2508.08768v1
Impact of Resonance, Raman, and Thomson Scattering on Hydrogen Line Formation in Little Red Dots
Digest
The authors run 3D Monte Carlo radiative transfer to test how resonance, Raman, and Thomson scattering sculpt Balmer lines in Little Red Dots. Resonance scattering in an n=2–populated H I medium drives strong departures from Case B and distinct Hα vs Hβ shapes, but Hβ is funneled into Paα, preventing broad Hβ wings. Raman scattering of higher Lyman-series emission can explain Hα/Hβ wing-width ratios ≳1.28, whereas Ramanization of a UV continuum is disfavored by the near-constant FWHM across transitions. Thomson scattering with Te≈10^4 K and electron column ≈10^24 cm−2 reproduces the ≳1000 km s−1 wings and implies virial BH masses can be overestimated by ≳10 if widths are taken at face value.
Key figures to inspect
- Figure 1 — Geometry/parameters: map each wedge to the assumed medium (n=2 H I for resonance, ground-state H I for Raman, H II electrons for Thomson) to see which columns, velocities, and Te drive the modeled wing shapes and line asymmetries.
- Figure 2 — Level diagram and branching: follow the multi-branch de-excitation paths that preferentially convert Hβ photons into Paα, clarifying why resonance scattering cannot broaden Hβ while allowing Hα profile distortions and Case B violations.

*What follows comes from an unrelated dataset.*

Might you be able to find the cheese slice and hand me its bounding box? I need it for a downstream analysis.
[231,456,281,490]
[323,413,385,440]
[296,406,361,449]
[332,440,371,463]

- Figure 3 — Raman channels: compare Rayleigh vs Raman routes from Lyman-series UV into Hα/Hβ/Pa features to understand predicted wing asymmetry and why continuum-driven Raman is disfavored relative to line-pumped Raman from higher Lyman lines.
- Figure 4 — Hβ→Paα conversion vs optical depth: the rising conversion fraction with τ quantifies Hβ suppression; match the Monte Carlo points to the analytic curve (Eq. 15) to gauge when Hβ wings must be narrow despite broad Hα.